You can't write this:

fmap f (Node [Tree a]) = ...

because Tree is a data type not a data constructor. In a pattern-match you can only use data constructors, which would be Leaf or Node in this case. Here, you don't even need to match each constructor for the child trees, because you are passing the entire list straight through anyway:

fmap f (Node t) = fmap f t

But actually there is also another error there. The result of fmap still needs to be a Tree so you need to put the result back inside a Node:

fmap f (Node t) = Node (fmap f t)

just like you are already doing with the Leaf case.

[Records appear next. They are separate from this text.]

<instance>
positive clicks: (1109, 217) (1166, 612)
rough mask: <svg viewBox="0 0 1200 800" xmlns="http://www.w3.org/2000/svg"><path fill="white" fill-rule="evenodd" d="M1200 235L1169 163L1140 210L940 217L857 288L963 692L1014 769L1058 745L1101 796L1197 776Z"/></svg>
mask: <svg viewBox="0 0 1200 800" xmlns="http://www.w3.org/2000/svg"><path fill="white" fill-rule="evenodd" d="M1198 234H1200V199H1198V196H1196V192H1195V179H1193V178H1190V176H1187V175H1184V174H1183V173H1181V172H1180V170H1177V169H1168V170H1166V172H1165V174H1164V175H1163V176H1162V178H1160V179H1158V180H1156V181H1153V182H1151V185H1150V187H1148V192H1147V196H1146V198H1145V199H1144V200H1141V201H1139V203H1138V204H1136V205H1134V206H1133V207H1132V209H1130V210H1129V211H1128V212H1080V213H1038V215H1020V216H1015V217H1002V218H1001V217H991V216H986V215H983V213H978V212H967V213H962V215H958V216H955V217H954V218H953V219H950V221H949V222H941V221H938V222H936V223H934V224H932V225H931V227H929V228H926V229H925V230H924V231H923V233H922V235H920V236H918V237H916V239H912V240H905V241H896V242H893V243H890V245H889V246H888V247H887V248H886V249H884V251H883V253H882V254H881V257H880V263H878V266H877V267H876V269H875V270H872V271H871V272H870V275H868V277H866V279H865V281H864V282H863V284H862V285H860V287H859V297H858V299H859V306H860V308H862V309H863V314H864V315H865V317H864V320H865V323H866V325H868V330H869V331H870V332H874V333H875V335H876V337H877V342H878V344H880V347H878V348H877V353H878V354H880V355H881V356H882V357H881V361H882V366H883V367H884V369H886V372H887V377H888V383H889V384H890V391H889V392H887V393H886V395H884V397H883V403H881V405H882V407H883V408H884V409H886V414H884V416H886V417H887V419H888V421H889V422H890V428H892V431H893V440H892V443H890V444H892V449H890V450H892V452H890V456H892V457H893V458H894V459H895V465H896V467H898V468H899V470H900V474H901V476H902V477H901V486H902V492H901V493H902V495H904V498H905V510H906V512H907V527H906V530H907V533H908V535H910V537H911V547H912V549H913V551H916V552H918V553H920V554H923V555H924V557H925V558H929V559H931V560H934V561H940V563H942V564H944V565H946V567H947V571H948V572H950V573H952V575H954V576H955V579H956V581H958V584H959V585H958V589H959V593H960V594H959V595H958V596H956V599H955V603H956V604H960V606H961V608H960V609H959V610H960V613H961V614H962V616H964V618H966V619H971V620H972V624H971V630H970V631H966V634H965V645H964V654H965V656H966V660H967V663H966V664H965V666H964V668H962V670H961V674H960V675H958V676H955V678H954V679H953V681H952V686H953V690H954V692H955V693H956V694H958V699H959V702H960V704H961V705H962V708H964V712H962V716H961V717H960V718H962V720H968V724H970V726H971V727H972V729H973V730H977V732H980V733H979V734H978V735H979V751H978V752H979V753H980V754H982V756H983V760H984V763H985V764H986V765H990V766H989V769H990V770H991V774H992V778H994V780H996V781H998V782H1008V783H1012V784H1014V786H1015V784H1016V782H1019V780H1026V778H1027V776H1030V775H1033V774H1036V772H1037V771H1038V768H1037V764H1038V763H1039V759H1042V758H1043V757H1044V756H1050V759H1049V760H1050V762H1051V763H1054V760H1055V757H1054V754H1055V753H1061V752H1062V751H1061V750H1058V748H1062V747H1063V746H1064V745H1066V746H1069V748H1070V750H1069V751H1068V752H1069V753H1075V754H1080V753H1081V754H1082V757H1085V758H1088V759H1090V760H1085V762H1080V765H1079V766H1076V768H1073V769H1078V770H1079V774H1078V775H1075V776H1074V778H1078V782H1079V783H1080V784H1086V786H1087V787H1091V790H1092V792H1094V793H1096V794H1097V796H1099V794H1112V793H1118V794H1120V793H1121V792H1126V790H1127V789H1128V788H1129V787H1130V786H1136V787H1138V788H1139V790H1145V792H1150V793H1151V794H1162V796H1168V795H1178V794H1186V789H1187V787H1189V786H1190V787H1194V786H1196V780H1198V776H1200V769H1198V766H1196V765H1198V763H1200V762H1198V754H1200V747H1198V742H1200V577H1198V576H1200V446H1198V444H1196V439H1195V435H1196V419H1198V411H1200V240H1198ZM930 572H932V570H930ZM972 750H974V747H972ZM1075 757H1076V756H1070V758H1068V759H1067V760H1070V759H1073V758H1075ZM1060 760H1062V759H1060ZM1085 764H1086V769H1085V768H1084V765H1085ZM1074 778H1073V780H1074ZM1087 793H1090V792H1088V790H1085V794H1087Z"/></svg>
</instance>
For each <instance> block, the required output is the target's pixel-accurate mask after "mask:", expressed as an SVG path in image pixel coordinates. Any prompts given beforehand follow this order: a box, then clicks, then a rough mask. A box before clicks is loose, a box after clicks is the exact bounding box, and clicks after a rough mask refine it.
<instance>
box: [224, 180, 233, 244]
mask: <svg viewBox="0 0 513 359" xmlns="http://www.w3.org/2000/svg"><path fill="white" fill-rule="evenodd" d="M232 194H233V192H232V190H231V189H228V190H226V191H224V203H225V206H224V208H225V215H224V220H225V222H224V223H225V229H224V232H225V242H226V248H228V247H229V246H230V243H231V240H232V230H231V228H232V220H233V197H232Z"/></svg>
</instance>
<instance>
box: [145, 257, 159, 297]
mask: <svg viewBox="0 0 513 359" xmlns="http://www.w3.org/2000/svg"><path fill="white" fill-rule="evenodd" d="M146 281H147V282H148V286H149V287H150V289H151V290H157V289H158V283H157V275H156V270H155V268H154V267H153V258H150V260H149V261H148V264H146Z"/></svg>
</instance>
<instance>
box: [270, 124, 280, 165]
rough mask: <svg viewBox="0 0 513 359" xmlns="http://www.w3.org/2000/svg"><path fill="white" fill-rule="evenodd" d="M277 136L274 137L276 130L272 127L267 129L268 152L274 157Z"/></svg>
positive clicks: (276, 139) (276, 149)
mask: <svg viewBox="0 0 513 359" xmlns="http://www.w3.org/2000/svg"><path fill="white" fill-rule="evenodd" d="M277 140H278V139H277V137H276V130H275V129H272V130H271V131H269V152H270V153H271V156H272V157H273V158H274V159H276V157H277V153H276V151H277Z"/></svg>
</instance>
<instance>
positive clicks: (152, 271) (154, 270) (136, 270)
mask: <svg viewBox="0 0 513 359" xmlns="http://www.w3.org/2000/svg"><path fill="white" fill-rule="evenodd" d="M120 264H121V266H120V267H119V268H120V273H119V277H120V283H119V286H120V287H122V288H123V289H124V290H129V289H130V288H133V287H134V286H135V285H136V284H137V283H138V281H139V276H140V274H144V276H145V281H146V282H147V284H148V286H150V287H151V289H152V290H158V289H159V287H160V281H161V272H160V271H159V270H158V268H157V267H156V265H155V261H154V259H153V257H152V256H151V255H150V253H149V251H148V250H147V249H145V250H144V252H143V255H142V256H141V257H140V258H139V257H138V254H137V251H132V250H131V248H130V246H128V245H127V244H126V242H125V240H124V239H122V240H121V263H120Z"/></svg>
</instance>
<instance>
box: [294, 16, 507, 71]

You can think of fmap as something that modifies values inside the structure, but without changing the shape of the structure at all. ie. mapping over a list will produce a list of the same length, and mapping over a tree should produce an identical tree, with all the same branches, but with different values in the leaf nodes.

You can think of a fold as something that completely removes the structure, and then finds a way to combine all the values from leaf nodes into a single value. The Type of foldMap helps:

 foldMap :: (Foldable t, Monoid m) => 
         (a -> m) -- mapping function from `a` to the monoid result
      -> t a      -- A tree node containing values of type `a`
      -> m        -- a monoid

The result of foldMap should not be a Tree! It's just the values, transformed with the mapping function and combined using their Monoid instance.